基于DFT寻径的压缩感知信道估计改进算法

doi:10.19678/j.issn.1000-3428.0061088

摘要/Abstract

摘要： 正交频分复用系统中的信号在传输过程中受到无线信道环境衰落和延时的影响，容易产生符号间干扰（ISI），对信道状态信息进行准确估计是降低ISI、提高信号传输准确率的有效方法。针对贪婪迭代类压缩感知信道估计算法存在的估计径错误及漏选问题，提出一种基于离散傅里叶变换（DFT）寻径的压缩感知信道估计算法DFT-OMP。通过DFT寻径的方式抑制由噪声引起的不理想原子，从而对OMP算法重构过程中的原子进行筛选，解决传统方法选取相关因子最大的原子作为重构原子而导致的依赖信号稀疏度问题。在原子预选后的贪婪迭代类压缩感知算法信道估计中引入残差精度控制，以提高信道估计的自适应性与鲁棒性。

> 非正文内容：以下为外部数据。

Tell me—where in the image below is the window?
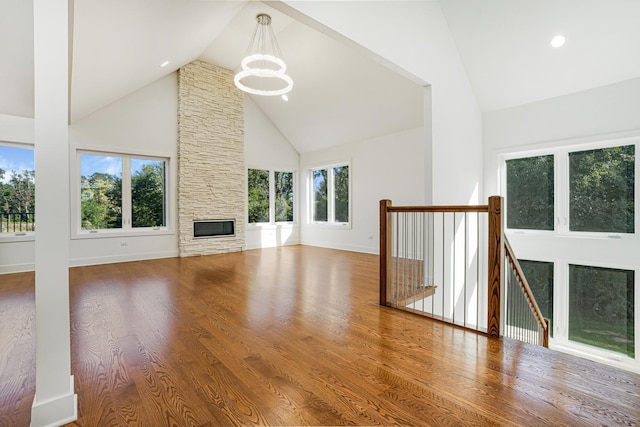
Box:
[247,169,295,224]
[78,152,168,233]
[274,172,293,222]
[0,144,36,236]
[502,136,640,369]
[311,165,350,224]
[569,264,635,357]
[247,169,269,224]
[506,155,555,230]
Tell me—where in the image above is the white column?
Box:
[31,0,77,427]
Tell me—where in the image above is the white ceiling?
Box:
[440,0,640,111]
[0,0,640,152]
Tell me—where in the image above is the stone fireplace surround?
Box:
[178,60,246,257]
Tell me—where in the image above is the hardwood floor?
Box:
[0,246,640,427]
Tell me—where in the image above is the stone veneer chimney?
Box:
[178,61,247,256]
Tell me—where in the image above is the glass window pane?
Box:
[274,172,293,222]
[333,166,349,222]
[313,169,328,221]
[569,264,635,357]
[518,260,553,336]
[247,169,269,223]
[569,145,635,233]
[506,155,555,230]
[131,159,167,227]
[80,154,122,230]
[0,145,36,233]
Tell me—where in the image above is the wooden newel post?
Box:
[380,200,391,305]
[487,196,504,337]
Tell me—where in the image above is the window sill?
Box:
[247,222,299,230]
[0,232,36,243]
[71,227,175,240]
[309,222,351,230]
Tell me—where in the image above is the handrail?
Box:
[388,205,489,212]
[380,196,549,347]
[504,237,549,347]
[0,212,35,233]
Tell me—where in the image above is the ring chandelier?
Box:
[233,13,293,96]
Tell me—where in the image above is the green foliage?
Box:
[0,169,36,232]
[274,172,293,222]
[569,145,635,233]
[80,172,122,230]
[247,169,269,223]
[333,166,349,222]
[313,169,328,221]
[131,162,165,227]
[569,264,635,357]
[506,155,554,230]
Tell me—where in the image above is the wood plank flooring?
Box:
[0,246,640,427]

仿真结果表明，相对OMP算法，该算法能取得4 dB的信道估计性能增益，其适用于较大导频下的无线通信系统。

关键词: 压缩感知, 信道估计, 贪婪迭代, 离散傅里叶变换寻径, 残差精度控制

Abstract: Signals in Orthogonal Frequency Division Multiplexing(OFDM) systems are influenced by environmental decline in wireless channels and delay, causing Inter Symbol Interference(ISI).Accurate estimation of Channel State Information(CSI) is an effective approach of reducing ISI and improving signal transmission accuracy.To address the estimation path errors and missing selection of the channel estimation algorithms based on greedy iterative compressed sensing, an improved compressed sensing channel estimation algorithm named DFT-OMP is proposed based on Discrete Fourier Transform(DFT) path searching.The algorithm employs DFT path searching to suppress the unpleasant atoms caused by noise, so the atoms generated by the reconstruction process in the OMP algorithm are filtered.Consequently, the problems of traditional compressed sensing channel estimation methods, which are caused by selecting the atom with the largest correlation factor, are solved, including sparsity of dependent signals.After atom preselection, the residual precision control method is introduced into the channel estimation part of the greedy iterative compressed sensing algorithm to improve the adaptability and robustness of channel estimation.The simulation results show that compared with the OMP algorithm, the proposed algorithm displays a 4 dB gain in channel estimation performance, and is suitable for wireless communication systems with large pilots.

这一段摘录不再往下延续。